Only two of the 24 CBD products from eight companies cited in Warning Letters from the FDA on Feb. 4 passed the agency’s test for having the amount of CBD in the product that matched the amount claimed on product labels.
To be fair, 11 of the products made no declaration on the label as to the amount of CBD to be found inside the bottle. Still, eight of the remaining 13 products failed outright, and three others failed but were close. That makes 11 out of 13 products that failed. (Test results can be found here.)
To meet label claim, a product must contain at least the amount claimed on the label. The close failures were ones that were very close but contained less than the amount claimed on the label.
For example, Michigan Herbal Remedies’ US Hemp Wholesale 25 percent CBD Hemp Oil Supplement Gold Label claimed to contain 250mg/g CBD, but the FDA test showed it contained only 244mg/g – fail. Another of its products, Endoca Hemp Oil, claimed 150mg/g and came in at 159mg/g – pass.
But others were not even close. Some of these things failed by an order of magnitude – 100 times less than claimed.
“According to the FDA lab results, some of these products contain much less CBD than claimed on the label,” said Holly Johnson, Ph.D., laboratory director at Alkemist Labs, a contract testing company based in Southern California. “Ensuring proper dosage in cannabis products with oral administration routes is a manufacturing and testing challenge, but most of these warning letters also concern marketing claims that are not allowed by DSHEA.”
How can you save the children?
This is a pretty big issue, especially considering that the most celebrated use of CBD is for seizure conditions. The Denver Post has reported on hundreds of families from around the country who have moved to Colorado to access CBD when it first came to light that CBD could ameliorate seizure symptom in their disabled children.
“There’s a concerning aspect to it,” said Alice Mead, vice president of U.S. professional relations for GW Pharmaceuticals, the company FDA says has supremacy over CBD supplements because the U.K.-based pharma company filed for an Investigational New Drug in 2005. If a drug is on the market before a supplement, by law a supplement can never come into the market, making CBD illegal as a supplement because it came on the market after 2005, according to the FDA's reckoning. “FDA sent the first warning letters out in February 2015, and half had no CBD. You have a vulnerable patient population and a lot have no CBD,” said Mead.
And that gets back to the other issue with supplements today—that they are not meeting the bar set for Good Manufacturing Practices (GMPs) because companies are not properly testing either incoming ingredients or finished products.

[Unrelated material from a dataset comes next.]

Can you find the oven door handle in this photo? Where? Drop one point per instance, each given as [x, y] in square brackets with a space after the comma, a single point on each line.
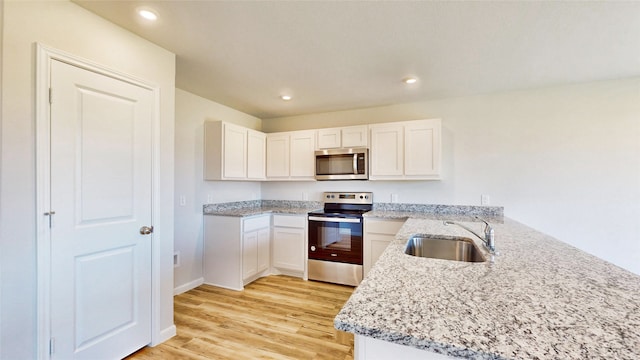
[327, 219]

In the last year records were released, fiscal year 2014, the FDA noted about 19 percent of all companies that failed GMPs did so because of inadequate testing to ensure the supplement contained everything inside the bottle that is listed on the label.
The FDA does not conduct tests on all products that are subject to Warning Letters, though the agency does do so when testing for the presence of illegal pharmaceutical analogs in products.
The Council for Responsible Nutrition has compiled a database of FDA Warning Letters to manufacturers and marketers of supplements. In 2015, FDA issued 83 Warning Letters, of which 53 were for the problem of making drug claims, which is what every CBD marketer cited by FDA this month was cited for. Interestingly, while the number of Warning Letters is trending upward, from 61 in 2013 to 69 in 2014 to 83 in 2015, the number of follow-up letters for significant violations of the GMP regulations have dropped, from 43 in 2013 to 37 in 2014 to 24 in 2015. Steve Mister, president of CRN, called this “one bright trend.”
The trend suggests that while the larger supplements industry is perhaps getting better at fixing GMP problems, that message has not quite trickled down to the nascent CBD world.
But some people say that the eight companies cited represent scofflaws and not the responsible core of the CBD market.
"The companies that received the letters were outside the mainstream," said Eric Steenstra, president of Vote Hemp and also executive director of the Hemp Industries Association. "I think the companies that got involved with the warning letters were outliers."
Sarah Syed, director of marketing at CV Sciences (formerly Cannavest), noted that CV Sciences’ CBD product—a top seller nationwide—did not receive a Warning Letter. And that’s because products make no health claims, are strictly standardized so there would be no failed tests and, perhaps most importantly, are not even marketed as cannabis.
“As a company,” Syed said, “we are positioning ourselves outside of the marijuana discussion because we are in the business of hemp. It is possible the ‘establishment’ may not be able to wrap their head around the benefits of cannabis considering the abundance of confusion that remains around the cannabis plant, the overwhelming stigma that we have been faced with for the better part of the last century.”